Only one is based on facts.

It can be so, but please remember that you are defining a non-informative prior in a wrong way. It would be better to call them vague prior, as their variance can have an impact on the inferences you are making: the choice of the prior – although vague – can produce strikingly different results esp. in small studies. Please see Lambert et al.2005 http://www.ncbi.nlm.nih.gov/pubmed/16015676

Kind Regards,

Gian Luca Di Tanna

There are many examples of when it is not only convenient to throw away information that one possesses, but it is the proper thing to do and this heavily depends on the context of the problem one is working on.

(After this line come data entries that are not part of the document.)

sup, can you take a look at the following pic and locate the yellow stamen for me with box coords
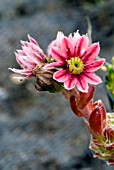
[67,57,84,74]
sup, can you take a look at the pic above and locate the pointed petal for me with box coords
[16,50,26,56]
[28,43,45,58]
[51,47,67,62]
[15,53,36,69]
[76,75,89,92]
[68,33,73,40]
[13,74,33,81]
[44,62,64,69]
[53,70,68,82]
[82,43,100,63]
[84,59,105,72]
[64,76,77,90]
[32,51,43,62]
[20,40,29,47]
[61,37,74,58]
[75,35,89,57]
[22,46,41,64]
[28,34,38,45]
[47,40,56,56]
[8,68,32,75]
[82,72,102,85]
[56,31,64,48]
[72,30,81,44]
[15,53,25,67]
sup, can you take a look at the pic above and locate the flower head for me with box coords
[45,31,105,92]
[9,35,63,93]
[9,35,46,81]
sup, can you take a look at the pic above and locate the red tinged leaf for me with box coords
[79,85,95,109]
[89,107,102,136]
[98,101,106,129]
[70,95,83,117]
[89,100,107,137]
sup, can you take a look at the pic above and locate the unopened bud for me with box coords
[35,69,63,93]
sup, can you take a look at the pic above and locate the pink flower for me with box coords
[9,35,46,81]
[45,31,105,92]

1. When performing causal inference in observational studies one might form treatment and control groups that are similar to each other by matching on the propensity score and then estimate the causal effect within each of these subgroups. However, it may be that some resultant subgroups do not yield meaningful estimates because there is too large of an imbalance between treatment and control units, or too few units in aggregate. In such cases it would probably be best to toss these inadequate groups aside.

2. Again in causal inference, there may be a variable that can inform the analyst whether a unit should or should not be discarded in the analysis. For instance in determining the causal effect of a birth canal antiseptic on the mortality of newborns, it would not make sense to include units that are delivered through a cesarean section since presumably whether such newborns live or die is not dependent on the antiseptic. Including such units in an estimate of the causal effect of antiseptic on newborn mortality would only bias the estimate of the causal effect. (This is an example I learned from Don Rubin in a course on design of experiments co-taught with Tirthankar Dasgupta.)

3. In a classification problem, covariate “bias” in the training data could bias the classifier and lead to serious overfitting (regardless of whether one uses sharply peaked priors at 0 for regression coefficients or regularizes estimates with something like LASSO). In such a case it is conceivable that resampling a subset of the original data can lead to a training set that is not “biased” (where I am using bias as in the imprecise sense above), so again it may make sense to relinquish data, not only for the sake of convenience, but also for the sake of analysis.

Additionally I agree (almost tautologically so) that if one has prior “information”, one should use such prior “information” in a Bayesian analysis. On the other hand, how one encodes prior “information” into an “informative” prior distribution meaningfully seems to be the core challenge, and furthermore this cannot be done without taking the “information” provided by the likelihood (which includes observed data) into account. How one inputs prior “information” into a Bayesian analysis must take into account the data actually observed, which may run counter to a traditional Bayesian viewpoint; namely that a prior must be defined before looking at the data.

Was not expecting the link for the quote to be a touching tribute to Kathryn Chaloner! I did not know she had passed away last month, sad news.